Intellify's Guide To Handle Incremental Data Processing

Today we are living in the world of information where in data is the new oil. We are surrounded by interconnected devices and voluminous data is generated constantly. This in-comprehensible data needs to be structurally stored, deeply analysed and logically processed to draw constructive observations and conclusions. In such a scenario it becomes very important that BI (Business Intelligence) implementation companies use best practices to store and process the data. Data Processing is the core function and faster the processing power, more is the business.

1. Introduction

As we all know our transactional systems data is growing every day and will continue to grow at an exponential rate with every passing instance.

This data needs to be analysed with near real time speed to understand the latest trends.

BI implementation companies have to handle such kind of data every time and produce intelligent visualisations.  It is overwhelming to handle such a data in short time and produce reports which impact the decision making.

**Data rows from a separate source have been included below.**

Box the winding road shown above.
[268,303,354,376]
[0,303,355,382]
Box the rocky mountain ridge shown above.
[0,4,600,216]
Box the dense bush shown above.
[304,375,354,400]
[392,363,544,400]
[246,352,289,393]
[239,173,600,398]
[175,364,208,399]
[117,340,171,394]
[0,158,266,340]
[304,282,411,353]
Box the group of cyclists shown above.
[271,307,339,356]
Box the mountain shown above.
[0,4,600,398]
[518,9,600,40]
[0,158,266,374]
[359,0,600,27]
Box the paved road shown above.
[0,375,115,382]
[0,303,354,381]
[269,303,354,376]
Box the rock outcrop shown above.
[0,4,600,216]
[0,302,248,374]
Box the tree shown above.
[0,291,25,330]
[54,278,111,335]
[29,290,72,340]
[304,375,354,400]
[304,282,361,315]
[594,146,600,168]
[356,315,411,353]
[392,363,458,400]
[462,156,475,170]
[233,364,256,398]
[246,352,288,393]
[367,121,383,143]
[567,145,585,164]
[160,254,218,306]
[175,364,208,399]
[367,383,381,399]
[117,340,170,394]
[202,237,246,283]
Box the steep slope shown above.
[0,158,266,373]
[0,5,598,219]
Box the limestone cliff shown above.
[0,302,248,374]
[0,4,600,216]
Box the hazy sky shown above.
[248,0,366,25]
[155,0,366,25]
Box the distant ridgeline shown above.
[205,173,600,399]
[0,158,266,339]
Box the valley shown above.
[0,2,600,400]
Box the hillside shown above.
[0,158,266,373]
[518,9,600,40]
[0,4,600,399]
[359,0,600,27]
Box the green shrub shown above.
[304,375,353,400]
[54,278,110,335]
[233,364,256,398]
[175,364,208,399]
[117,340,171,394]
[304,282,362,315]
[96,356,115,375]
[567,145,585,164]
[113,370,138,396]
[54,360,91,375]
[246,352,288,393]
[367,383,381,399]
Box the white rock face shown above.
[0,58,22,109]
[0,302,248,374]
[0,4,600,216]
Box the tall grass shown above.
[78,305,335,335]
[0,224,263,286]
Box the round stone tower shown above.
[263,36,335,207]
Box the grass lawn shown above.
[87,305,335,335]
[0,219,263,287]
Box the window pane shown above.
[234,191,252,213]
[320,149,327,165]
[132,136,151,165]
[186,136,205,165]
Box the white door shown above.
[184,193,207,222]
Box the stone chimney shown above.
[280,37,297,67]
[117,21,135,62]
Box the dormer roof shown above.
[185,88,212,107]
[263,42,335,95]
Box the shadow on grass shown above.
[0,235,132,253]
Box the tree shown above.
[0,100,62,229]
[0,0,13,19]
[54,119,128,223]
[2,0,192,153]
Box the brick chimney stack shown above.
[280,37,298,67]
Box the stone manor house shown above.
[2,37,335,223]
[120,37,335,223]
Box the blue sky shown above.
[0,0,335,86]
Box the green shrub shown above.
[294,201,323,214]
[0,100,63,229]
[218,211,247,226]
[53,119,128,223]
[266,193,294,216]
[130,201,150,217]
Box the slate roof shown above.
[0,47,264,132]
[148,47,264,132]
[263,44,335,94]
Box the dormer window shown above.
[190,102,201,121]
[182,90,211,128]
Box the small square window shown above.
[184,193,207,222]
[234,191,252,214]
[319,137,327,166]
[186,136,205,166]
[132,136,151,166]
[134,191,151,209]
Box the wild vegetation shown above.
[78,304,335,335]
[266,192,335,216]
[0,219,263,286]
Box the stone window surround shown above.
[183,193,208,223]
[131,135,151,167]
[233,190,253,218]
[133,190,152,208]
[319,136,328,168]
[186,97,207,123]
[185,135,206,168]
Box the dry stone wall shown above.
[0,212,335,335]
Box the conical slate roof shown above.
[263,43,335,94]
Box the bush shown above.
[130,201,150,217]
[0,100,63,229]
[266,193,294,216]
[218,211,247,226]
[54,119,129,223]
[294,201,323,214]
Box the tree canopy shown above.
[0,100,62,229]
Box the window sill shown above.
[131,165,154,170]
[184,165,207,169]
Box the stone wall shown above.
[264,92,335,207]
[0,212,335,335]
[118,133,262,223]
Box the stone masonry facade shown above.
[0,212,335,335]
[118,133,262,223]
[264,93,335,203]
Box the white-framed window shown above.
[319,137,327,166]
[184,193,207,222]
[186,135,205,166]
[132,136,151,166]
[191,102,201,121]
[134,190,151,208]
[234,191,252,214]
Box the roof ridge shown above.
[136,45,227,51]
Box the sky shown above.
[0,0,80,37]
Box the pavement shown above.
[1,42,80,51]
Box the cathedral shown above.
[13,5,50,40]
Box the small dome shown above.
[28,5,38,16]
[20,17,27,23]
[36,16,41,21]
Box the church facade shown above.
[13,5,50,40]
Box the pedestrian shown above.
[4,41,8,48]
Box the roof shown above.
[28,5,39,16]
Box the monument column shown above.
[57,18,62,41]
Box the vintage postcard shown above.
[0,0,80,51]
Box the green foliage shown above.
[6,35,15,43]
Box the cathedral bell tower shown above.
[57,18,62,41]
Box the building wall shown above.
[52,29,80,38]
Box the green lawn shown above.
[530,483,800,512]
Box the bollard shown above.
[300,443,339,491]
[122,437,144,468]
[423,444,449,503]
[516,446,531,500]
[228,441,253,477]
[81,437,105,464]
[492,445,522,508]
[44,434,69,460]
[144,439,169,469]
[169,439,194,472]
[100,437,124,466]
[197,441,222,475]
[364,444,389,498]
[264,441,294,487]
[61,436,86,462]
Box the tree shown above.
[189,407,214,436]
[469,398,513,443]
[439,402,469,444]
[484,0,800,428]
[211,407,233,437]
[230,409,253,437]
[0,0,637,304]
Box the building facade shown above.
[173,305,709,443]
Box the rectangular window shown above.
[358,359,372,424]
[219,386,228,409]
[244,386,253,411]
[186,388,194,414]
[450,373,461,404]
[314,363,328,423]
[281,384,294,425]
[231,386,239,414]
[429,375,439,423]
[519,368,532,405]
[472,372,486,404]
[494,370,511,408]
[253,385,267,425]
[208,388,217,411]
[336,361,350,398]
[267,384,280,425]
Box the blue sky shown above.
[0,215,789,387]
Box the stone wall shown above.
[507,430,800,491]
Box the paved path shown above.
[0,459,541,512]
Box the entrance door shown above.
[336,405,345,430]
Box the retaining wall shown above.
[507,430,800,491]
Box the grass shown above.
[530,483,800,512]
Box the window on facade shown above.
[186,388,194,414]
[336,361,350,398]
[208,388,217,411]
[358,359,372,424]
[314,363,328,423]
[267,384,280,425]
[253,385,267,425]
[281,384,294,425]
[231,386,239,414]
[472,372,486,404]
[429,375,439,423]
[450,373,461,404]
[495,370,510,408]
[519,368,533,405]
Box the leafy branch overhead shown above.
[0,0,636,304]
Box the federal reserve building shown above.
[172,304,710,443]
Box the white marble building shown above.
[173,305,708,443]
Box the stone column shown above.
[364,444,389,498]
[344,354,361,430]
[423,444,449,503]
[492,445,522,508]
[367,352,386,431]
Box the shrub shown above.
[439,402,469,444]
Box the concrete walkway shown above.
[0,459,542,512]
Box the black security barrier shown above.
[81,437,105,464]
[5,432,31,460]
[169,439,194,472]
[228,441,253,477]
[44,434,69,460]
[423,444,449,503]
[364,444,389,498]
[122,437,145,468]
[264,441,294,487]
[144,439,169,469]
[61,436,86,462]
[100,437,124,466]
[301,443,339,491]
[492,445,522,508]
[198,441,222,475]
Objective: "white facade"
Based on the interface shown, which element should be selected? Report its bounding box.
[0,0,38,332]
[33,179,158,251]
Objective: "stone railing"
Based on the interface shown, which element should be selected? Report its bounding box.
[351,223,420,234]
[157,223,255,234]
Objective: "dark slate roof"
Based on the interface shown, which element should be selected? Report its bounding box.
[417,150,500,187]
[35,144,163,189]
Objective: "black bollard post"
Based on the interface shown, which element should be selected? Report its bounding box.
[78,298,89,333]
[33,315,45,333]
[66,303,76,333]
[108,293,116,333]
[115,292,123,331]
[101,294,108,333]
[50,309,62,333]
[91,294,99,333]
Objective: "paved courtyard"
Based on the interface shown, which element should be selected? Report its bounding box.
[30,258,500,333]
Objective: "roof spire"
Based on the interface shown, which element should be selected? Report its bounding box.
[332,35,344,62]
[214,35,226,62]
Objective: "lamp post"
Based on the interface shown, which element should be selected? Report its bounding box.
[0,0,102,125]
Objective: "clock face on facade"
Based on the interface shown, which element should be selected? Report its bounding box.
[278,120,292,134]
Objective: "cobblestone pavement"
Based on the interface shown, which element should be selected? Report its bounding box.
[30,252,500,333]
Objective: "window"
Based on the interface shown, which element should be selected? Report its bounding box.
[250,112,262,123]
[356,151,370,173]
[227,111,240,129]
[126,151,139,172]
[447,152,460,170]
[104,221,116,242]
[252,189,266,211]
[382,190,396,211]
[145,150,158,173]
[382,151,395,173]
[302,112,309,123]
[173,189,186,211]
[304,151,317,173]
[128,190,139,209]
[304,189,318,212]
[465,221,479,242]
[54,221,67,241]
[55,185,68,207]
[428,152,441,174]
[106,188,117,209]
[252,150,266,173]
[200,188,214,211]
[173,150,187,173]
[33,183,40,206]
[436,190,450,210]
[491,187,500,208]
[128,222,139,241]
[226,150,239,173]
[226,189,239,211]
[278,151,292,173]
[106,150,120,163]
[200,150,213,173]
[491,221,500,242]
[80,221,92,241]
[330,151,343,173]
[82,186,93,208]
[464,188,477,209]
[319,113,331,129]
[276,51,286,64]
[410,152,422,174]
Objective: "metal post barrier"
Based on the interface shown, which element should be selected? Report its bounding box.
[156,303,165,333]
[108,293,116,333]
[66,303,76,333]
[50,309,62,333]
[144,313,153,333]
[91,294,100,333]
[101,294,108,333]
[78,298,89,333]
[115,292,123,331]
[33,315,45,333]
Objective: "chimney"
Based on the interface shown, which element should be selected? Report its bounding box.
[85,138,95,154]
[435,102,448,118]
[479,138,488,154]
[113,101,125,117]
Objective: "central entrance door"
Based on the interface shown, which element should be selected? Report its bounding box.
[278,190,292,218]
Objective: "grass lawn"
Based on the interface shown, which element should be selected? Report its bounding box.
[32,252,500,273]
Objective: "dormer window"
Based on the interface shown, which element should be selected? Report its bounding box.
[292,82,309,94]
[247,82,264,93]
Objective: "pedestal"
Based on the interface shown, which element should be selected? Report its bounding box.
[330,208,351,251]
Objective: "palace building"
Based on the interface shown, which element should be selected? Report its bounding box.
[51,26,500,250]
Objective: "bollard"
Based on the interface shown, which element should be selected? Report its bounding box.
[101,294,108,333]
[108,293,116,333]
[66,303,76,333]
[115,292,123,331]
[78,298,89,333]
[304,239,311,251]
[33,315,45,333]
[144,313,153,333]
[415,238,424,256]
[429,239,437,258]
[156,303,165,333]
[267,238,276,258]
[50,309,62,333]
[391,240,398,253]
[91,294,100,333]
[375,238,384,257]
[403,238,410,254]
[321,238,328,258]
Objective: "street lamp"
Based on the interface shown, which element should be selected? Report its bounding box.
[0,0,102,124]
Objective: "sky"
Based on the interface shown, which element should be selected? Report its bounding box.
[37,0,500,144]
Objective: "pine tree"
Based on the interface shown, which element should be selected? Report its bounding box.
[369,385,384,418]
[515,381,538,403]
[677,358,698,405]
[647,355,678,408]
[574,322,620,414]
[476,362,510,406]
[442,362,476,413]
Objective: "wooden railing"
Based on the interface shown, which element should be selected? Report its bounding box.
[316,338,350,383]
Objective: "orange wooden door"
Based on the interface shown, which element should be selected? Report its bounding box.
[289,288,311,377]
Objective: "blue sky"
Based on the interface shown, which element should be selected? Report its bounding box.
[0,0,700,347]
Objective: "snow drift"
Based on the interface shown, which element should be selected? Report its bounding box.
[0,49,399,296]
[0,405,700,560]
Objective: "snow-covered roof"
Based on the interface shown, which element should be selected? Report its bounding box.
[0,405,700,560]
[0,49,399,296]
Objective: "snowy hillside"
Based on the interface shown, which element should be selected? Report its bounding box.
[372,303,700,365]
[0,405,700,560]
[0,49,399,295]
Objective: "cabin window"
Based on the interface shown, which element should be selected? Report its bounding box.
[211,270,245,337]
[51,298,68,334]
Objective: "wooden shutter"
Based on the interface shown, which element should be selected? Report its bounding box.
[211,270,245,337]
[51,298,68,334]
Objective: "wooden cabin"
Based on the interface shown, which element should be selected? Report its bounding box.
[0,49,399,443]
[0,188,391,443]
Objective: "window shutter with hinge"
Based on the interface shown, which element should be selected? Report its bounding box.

t is a well-established fact that SQL Server Analysis Services (SSAS) are the most stable when it comes to handling growing data so that it is accessible and available at all times with the decision makers.
2. What is Incremental Cube Processing?

OLAP (Online Analytical Processing) cube is a method of storing data in a multidimensional form, generally used for reporting purposes. OLAP cubes are often pre-summarized across dimensions to improve query performance.

Cube processing is nothing but having pre-summarized data across dimensions. To do this it takes, Time, CPU usage and Memory. These 3 factors dramatically get affected if data volume is very large and so one should process the parts of cubes which are modified. This is called Incremental Data processing.

3. What are different scenarios that one can run into while doing incremental cube processing

1. Delta Data Scenario 1

Happy Path Scenario (There is a Delta data for Facts (only Current Partition) but Dimension Data is same) – Refer Image 1 – All Green boxes should be processed.

  • Fact Tables – Identified Delta data is for current Partition only. E.g. Partitions are based on Month Year key for Order date. So all Orders placed during Jan2015 will have aggregation placed in “SalesOrder-Jan2015” Partition.

  • Dimension Tables – There are no new Dimension Members or there are no updates to existing dimension members.

  • Processing Steps – Process cube for current month say SalesOrder-Jul2015.

2. Dimension Data has Delta (There is Delta Data for Facts (only Current Partition) & there are some Dimensions with Delta Data ) – Refer Image – 2 – all green boxes will should be processed

  • Fact Tables – Identified Delta data is for current Partition only. So in the above example Delta data for Facts table is only for Jul2015 month.

  • Dimension Tables – There are New Dimension Members or there are Updates to existing dimension members.

  • Processing Steps – Process Dimensions. 2. Process cube for current month say SalesOrder-Jul2015. There is no need to process other dimensions.

    3. Previous Partitions data is modified along with Delta for Facts and Dimensions (There is Delta Data for Facts (Current & Previous Partitions) & there are some Dimensions with Delta Data ) – Refer Image – 3 – all green boxes will should be processed

    • Fact Tables – Identified Delta data is for current & Previous Partitions. So in the above example Delta data for Facts table is for May2015 & Jul2015 months.

    • Dimension Tables – There are New Dimension Members or there are Updates to existing dimension members.

    • Processing Steps – Process Dimensions. 2. Process cube for current month say SalesOrder-Jul2015 & SalesOrder-May2015.

      4. New Dimension is added to cube with Delta for Facts (There is Delta Data for Facts (Current Partition) & there are some Dimensions with Delta Data) –  Refer Image – 4 – all green boxes will should be processed

      • Fact Tables – Identified Delta data is for current & Previous Partitions. So in the above example Delta data for Facts table is for May2015 & Jul2015 months.

      • Dimension Tables – There are New Dimension Members or there are Updates to existing dimension members. Also there is New Dimension added to the cube.

      • Processing Steps – Process Dimensions. 2. Process entire cube for all partitions.

This should help users in refreshing SSAS Cubes quickly by processing smaller sets of data as shown in the above scenario.

For all the BI implementation companies, data processing is the core function. With enhanced processing power, visualisations can be rendered with micro details and thus help the client with deeper insights into the business.